Ну, что ж, если конюший говорит правду, то ему нечего бояться магии и чего-либо еще. А если лжет, то король быстро выудит у него все тайны. В любом случае это не его, Оррика, дело. Он слишком устал и проголодался, и ему надо хоть пару часов побыть дома.

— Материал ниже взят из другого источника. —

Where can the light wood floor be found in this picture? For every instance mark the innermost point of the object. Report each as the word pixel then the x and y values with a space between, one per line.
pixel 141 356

В караульном помещении не было никого, кроме несшего дежурство Бандера, сидевшего за столом у входа, да молодого Джессипа, который корпел над составлением рапортов. Все остальные — и те, кто был сегодня в наряде, и вызванные на службу в связи с чрезвычайными обстоятельствами — в настоящий момент патрулировали городские улицы, наводя порядок после ночных волнений. Им еще приходилось разгонять по домам зевак, оживленно обсуждавших последние события. Оррик отослал Джессипа следить за арестованным и приказал не сводить с того глаз, а сам остановился, чтобы перемолвиться с невозмутимым Оксом.
— Я ненадолго отлучусь домой, — сказал он. — Будьте повнимательней и немедленно пошли за мной, если возникнут какие-нибудь проблемы.
Затем он направился к служебному выходу, которым обычно пользовались только городские стражники. День обещал быть погожим — на горизонте светилась розовая полоска. Широко зевнув, Оррик направился к маленьким воротам, которые вели на аллею… и вдруг из тени, еще окружавшей караульное помещение, раздался голос, нет, скорее шепот:
— Капитан Оррик! Позвольте сказать вам только одно слово!
Он сразу узнал говорящего. Голос принадлежал секретарю принца, Даррану. Хороший старик, правда, несколько болтлив. Оррик направился к нему.
— Да? Что-то случилось? Прошу вас, выйдите на свет, чтобы я мог вас видеть.